Every year my youngest uncle will prepare a family Eid photobook. Carefully selected photographs i.e. singular or family portraits, family gatherings, family houses, candid shots etc. adorn the pages. He started this tradition along with his personalized family Eid DVDs about 3 years ago in his attempt to create a keepsake for the family, and passing it on to future generations.
On Eid Adha, he brought the photobook. My uncle is known to have a flair in capturing embarrassing images. Gritting my teeth, I flipped through the pages and squirmed at the photos. *it wasn't as bad as last years' ~pheww*
The final leafs had old photos of unfamiliar faces.
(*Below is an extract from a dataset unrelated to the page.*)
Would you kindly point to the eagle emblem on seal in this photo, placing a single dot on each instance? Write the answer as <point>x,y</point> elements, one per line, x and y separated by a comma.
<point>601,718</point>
Mum :: As a city child, you are not exposed to the life of a kampung community. In those days, we regard our neighbors as our extended family. The concern then was sharing our happiness and sadness with each other, regardless whether you're a Malay, Chinese or Indian.
*Kampung = village
Mum is quite right. Life in the city, with its endless hustle and bustle leaves little importance in instilling neighborliness.
Ask yourself ...
- How many of us know the difficulties our neighbors go through?
- How many of us know the names of every single member in our neighbors' family?
- How many of us speak to our neighbors on a daily basis?
When I talk to my neighbors in KL, they will say; "I knew your grandparents / know your parents."
I hope there will come a day when their kids will say the exact thing to me too.